MP of the week: Hattie Jackson

This week’s featured missing person is Hattie Yvonne Jackson, a six-year-old girl who disappeared from Washington D.C. on July 21, 1961. She was black, with black hair and brown eyes, and was last seen wearing a white long-sleeved blouse, brown and white checked shorts, pink sandals and a blue ribbon in her hair.

Hattie was apparently abducted; witnesses saw two men pulling her into a car. For some reason there’s only a description and sketch for one of the men, the driver. He had approached Hattie and some other children earlier that day and offered to give them a ride, but they’d turned him down.

Unfortunately there hasn’t been anything about Hattie in the news for a very long time. I don’t know if any of her relatives are even still alive. I don’t know how seriously the police looked for her in 1961, or if any suspects in her case have ever been identified.

If she is still alive, Hattie would be about 67 years old today.

6 thoughts on “MP of the week: Hattie Jackson

  1. whereaboutsstillunknown December 13, 2022 / 9:03 pm

    One of her nieces (born after Hattie vanished) contacted me through my blog, trying to find out how to submit DNA. I put her in touch with the NCMEC rep for Hattie’s case and I know he spoke to her.

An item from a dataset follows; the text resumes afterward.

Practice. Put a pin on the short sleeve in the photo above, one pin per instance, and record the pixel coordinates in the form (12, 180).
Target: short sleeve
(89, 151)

    I was really surprised but even more surprising was when one of Joseph Rodriguez’ relatives contacted me for the same reason. She, too, was born long after Joseph went missing, but she did remember Joseph’s mother.

    • Meaghan December 13, 2022 / 9:15 pm

      It would be really cool if either of them could be found after all this time. I mean, we found Melissa Highsmith and identified the Boy in the Box…

      • whereaboutsstillunknown December 13, 2022 / 9:20 pm

        I agree! I’m just not too clear on how direct a relative has to be for DNA to be useful. IIRC Joseph’s relative was the granddaughter of Joseph’s aunt. I put her in touch with the NamUs rep but never heard any updates on whether she submitted it.

      • Meaghan December 13, 2022 / 9:22 pm

        I know matrilineal DNA (through the maternal line) can be traced through many generations, hundreds of years. They used matrilineal DNA to prove Thomas Jefferson’s relationship to his enslaved mistress Sally Hemings’s descendants.

  2. SGK December 16, 2022 / 8:24 pm

    I recently read about the Girl in the Box- a 4-6 year old African America girl who was found in a milk crate in the river in Philly in 1962. Shortly after, I read Hattie’s profile as the missing person of the week and wondered if Hattie is the Girl in the Box. There are some similarities in description and timing (although the Girl in the Box was found beheaded, so tough to tell if there is an exact match in description). Sadly, when authorities tried to exhume the Girl in the Box’s body to extract DNA, they found her grave to be empty, so we’ll probably never know who she is. Sad that she didn’t get the same attention as the Boy in the Box.